In the first of the HTN Health Tech Trends Series sponsored by InterSystems, we asked NHS professionals their satisfaction with the digital maturity of their organisation.
The survey was open for six months up until July 2019, where we asked healthcare professionals a series of questions, in which over the next 6 months we will bring you the results online and in our printed newspaper.
In this first article, we include the respondents satisfaction levels with interoperability, access to information, infrastructure, being paperless, user friendly software, hardware and use of data.
Going forward our aim is to open up discussions on these topics on HTN and social media to provide a voice for everyone in health and care to contribute. Please join the discussion with us on Twitter or LinkedIn, or you can by email to press@thehtn.co.uk.
According to the findings of our Trends Survey, 44% of NHS employees said they were dissatisfied in a paper process still being part of everyday. With similarly less than half of respondents said they would hit the long-standing paperless 2020 target. There was just under 10% of respondents who said they were completely paperless.
There was a similar theme with interoperability, 39% were dissatisfied with how their organisation was sharing information between systems and healthcare providers, however 30% were satisfied or very satisfied with interoperability in their area.
One IT Director from an acute trust said “The biggest challenge is typically understanding what needs to happen to make interoperability a reality. Procurement are often not engaged early enough in the process with IT who are the stakeholder that is needed to be fully on board to do the work and make the changes. There also needs to be a deeper use of structured data and messaging standards.”
A CIO at a large trust, a Global Digital Exemplar said “In order to deliver this we also need to invest in people, you wouldn’t let a surgeon operate without training. We need to up-skill our people to make the appropriate decisions about technology. This is not an IT decision.”
In the survey we asked what some of the challenges are, a Senior Charge Nurse said “Communication can be a big issue with different parties using different professional language. Office/IT staff need to understand practical problems that computerised systems can cause for patient facing staff.”
An Assistant Director of Informatics replied “We need to be joining up via tech and semantic standards, it’s the only rational way to deliver value.

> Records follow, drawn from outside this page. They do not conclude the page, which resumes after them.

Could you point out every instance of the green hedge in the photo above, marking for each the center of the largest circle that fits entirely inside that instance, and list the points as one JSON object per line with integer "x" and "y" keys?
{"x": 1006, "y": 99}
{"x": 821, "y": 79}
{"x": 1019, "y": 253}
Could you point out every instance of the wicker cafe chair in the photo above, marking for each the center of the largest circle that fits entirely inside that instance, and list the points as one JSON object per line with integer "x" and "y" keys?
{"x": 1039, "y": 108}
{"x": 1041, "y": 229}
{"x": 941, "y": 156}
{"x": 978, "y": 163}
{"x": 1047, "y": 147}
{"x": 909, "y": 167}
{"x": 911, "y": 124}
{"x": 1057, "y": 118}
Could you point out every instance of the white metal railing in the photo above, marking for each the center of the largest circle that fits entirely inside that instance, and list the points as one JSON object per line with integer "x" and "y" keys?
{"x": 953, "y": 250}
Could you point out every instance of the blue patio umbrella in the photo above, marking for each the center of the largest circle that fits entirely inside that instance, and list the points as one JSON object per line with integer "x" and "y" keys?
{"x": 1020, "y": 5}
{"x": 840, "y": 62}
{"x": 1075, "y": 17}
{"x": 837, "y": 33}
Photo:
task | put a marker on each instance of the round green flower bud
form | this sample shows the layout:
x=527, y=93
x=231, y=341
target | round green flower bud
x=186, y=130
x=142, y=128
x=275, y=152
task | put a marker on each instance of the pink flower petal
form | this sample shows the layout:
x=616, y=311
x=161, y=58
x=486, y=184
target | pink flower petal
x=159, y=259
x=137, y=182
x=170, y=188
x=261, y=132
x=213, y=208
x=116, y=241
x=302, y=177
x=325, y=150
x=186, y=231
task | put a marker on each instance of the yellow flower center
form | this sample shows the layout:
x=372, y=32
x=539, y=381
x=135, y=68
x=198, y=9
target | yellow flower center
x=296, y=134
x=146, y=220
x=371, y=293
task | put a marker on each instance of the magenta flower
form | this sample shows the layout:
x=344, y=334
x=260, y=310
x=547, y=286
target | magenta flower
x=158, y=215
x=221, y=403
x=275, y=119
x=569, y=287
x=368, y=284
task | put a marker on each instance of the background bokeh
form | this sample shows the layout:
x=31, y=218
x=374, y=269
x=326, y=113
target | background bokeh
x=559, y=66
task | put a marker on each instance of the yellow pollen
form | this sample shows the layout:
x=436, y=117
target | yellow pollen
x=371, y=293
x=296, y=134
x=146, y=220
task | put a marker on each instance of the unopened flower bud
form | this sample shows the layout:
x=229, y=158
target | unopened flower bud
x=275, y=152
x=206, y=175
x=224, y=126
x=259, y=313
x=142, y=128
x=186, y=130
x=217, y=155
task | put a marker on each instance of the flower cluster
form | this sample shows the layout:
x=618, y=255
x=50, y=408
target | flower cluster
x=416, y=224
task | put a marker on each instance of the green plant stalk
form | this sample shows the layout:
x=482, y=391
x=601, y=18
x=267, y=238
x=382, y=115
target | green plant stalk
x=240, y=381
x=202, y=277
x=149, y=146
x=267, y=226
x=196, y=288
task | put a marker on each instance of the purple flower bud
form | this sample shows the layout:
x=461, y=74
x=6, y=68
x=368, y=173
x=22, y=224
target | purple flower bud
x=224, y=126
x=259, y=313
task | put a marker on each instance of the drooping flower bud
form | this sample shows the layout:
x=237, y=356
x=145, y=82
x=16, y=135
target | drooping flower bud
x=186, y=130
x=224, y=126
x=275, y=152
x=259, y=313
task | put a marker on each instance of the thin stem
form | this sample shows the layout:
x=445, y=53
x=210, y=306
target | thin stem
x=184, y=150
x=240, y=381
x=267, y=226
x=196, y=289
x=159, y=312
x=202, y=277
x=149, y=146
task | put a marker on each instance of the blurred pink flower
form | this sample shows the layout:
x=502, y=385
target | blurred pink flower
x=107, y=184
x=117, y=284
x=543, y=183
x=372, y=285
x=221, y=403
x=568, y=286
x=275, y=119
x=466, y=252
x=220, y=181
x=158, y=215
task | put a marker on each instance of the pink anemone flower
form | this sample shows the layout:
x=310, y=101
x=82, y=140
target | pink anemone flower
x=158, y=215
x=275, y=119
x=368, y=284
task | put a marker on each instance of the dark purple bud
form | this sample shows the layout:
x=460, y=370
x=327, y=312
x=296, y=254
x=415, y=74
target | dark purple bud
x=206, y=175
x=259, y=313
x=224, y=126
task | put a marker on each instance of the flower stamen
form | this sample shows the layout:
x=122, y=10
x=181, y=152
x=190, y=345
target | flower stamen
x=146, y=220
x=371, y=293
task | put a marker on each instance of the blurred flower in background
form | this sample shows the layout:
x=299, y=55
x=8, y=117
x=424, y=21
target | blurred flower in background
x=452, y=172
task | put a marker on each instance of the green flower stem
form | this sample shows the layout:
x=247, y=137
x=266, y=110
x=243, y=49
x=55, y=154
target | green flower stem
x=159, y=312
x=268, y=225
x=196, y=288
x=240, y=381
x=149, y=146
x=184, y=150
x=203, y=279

The challenge is getting strategy and policy functions to prioritise this.”
The survey also asked about software usability, with 58% of respondents replying that they were not satisfied with the general usability and ease-of-use of software.
Scoring positively, respondents said that hardware, infrastructure, including internet and wifi access, was one of the key digital highlights in their organisation.
39% of respondents said they were happy with the use of data in their organisation and how it is interpreted into meaningful use. However almost half of the respondents said the login and the ease to do so into multi systems was a problem.
According to the results, electronic prescribing and medicines management, interoperability and digitising paper patient records are the top priorities the respondents want to see addressed.
In the next Health Tech Trends Series we analyse our qualitative research and data, covering topics on: successful tech projects, health tech priorities and challenges, adoption and what’s holding your organisation back, cloud, automation and AI, cyber security, sharing information and interoperability. We will also focus on methodology and advice from health and care professionals.